Peru has made a huge quality leap with its recent procurement of the polar oceanographic ship Carrasco (BOP-171), named in honor of Rear Admiral Eduardo Carrasco, a former director of the Naval Academy and a pioneer of Peruvian hydrography. The ship represents the greatest acquisition of the “Improvement of Peruvian Naval Oceanographic Research Services in the Maritime Domain of Antarctica” project. After 19 months of constant work and training, it was finally assigned to the Navy on March 22nd, and it has become a source of great pride for that institution and for the nation.
Technology at the service of research
“Four officers were placed in charge of supervising the construction - a commander for the operations area, an officer specialized in electronics, one in hydrography, and another in engineering,” Commander Carlos Holguín Valdivia, the ship’s captain, told Diálogo. The results have exceeded all expectations, to the full satisfaction of the entire Navy corps. In scientific terms, the differences are really notable. “Within our territorial waters, we have been working down to a depth of 1,500 meters. The Carrasco is much more powerful in that regard. This ship, within deep-water standards, is considered to be among the five best in the world. We have equipment that can map the sea floor down to 11,000 meters,” he explained.
The BAP Carrasco also offers the huge advantage of having laboratories on board. “Now we have eight laboratories. Before, when you did a test, you had to bring it ashore to study it. But now, you no longer have to go back. We bought equipment and laboratories that don’t exist in Peru,” Cmdr. Holguín added.
Among its other features, the ship is equipped with a helicopter pad and can carry autonomous underwater vehicles (AUVs) that allow it to go beyond its operational range in its research capabilities. “Seven or eight countries in the world have AUVs. The AUV is a submarine whose price hovers around $2.5 million and allows precise and exact data to be gathered. The work that some of the other equipment does, this equipment does by itself.” said First Lieutenant José Sánchez Malpartida, chief of the ship’s Propulsion and Support Division.
In addition to the equipment on board, the Carrasco is advanced in its own handling. “In the propulsion, we have the latest command- and-control system. That affords us freedom on all axes: forward, backward, left, right, and turning. It is a ship that’s designed for the Antarctic — specifically for oceanography — unlike the Humboldt, in which we used to travel before, but that had been adapted,” said 1st Lt. Sánchez.

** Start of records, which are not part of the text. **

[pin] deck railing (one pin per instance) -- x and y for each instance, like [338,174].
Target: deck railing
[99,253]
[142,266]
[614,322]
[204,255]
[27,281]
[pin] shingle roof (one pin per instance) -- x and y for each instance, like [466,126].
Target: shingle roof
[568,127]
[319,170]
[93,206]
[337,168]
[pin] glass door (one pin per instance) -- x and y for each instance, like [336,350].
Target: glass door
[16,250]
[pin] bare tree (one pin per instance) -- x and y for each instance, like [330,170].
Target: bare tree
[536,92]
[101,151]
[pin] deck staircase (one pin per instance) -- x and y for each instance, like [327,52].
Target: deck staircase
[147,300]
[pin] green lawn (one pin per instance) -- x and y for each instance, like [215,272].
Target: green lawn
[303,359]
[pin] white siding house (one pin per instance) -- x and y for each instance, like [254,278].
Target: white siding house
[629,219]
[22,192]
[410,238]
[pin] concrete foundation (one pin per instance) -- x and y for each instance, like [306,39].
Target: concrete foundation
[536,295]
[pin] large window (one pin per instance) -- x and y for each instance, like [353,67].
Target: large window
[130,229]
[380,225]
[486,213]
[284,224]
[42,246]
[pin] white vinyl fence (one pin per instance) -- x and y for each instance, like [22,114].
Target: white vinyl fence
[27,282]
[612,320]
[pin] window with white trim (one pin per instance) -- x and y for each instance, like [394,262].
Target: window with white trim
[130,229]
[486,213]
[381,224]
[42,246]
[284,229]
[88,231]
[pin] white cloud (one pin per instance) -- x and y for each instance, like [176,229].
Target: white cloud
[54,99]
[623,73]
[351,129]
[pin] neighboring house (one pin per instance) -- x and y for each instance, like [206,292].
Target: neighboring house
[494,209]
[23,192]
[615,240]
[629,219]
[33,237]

Increasing interest of the international community
The level and the possibilities that BAP Carrasco offers have prompted various countries to request to come aboard in order to carry out their research and studies. “The Permanent Commission for the South Pacific (CPPS, per its Spanish acronym), which now has its presidency in Ecuador, is on a regional cruise to see the studies done by the four countries [Chile, Colombia, Ecuador, and Peru]. The president of CPPS said that with this ship there would no longer be unnecessary costs for the four countries but instead, we will all be able to make contributions and work together on a single cruise,” Cmdr. Holguín explained.
Colombia is one nation that has shown full interest in being part of the upcoming trips to Antarctica. “Since it does not have a scientific ship with this capability, [the Colombians] asked us to make room for them so that they can sail with us. They are interested in going on a binational cruise, sharing expenses, and going to Antarctica together. This ship has everything needed to do work on board and to deploy people to do work on land,” he said.
Notable among the ship’s future projects is an accord with the Geological, Mining, and Metallurgical Institute (INGEMMET, per its Spanish acronym), to conduct studies of the sea floor. All that was needed to draw attention to it was to mention one of the ship’s features. “We have equipment that allows us to see the ocean depths and the lay of the sea floor in 3-D. We told INGEMMET that, and they were impressed,” Cmdr. Holguín enthusiastically recounted. “Now, beyond morphology, they want to do some studies in front of Nazca. This ship can do that. We have equipment that can let you see downward to the bottom of the sea, to see the type of sea, the type of land,” he added.
The ship’s great technological capabilities open up new possibilities and also renewed opportunities. “Before, there were national competitions, and I hope they resume, taking advantage of the Carrasco. Universities would present their best projects. The top three were subsidized, and they went on to do their study in Antarctica. That was the hook for the scientific community. People from the university see our capability and they can travel with us. The idea is to encourage the scientific community and the universities to participate because this is a splendid platform. All of the theory you’ve been taught is right there,” he said.
For all these reasons, commanding this ship is hugely satisfying for Cmdr. Holguín. “Being the first captain of a ship that is considered to be among the best in the world, with this technology, fills you with pride. Obviously for you, and for your family and friends. It’s the best. It’s like winning the lottery,” he concluded.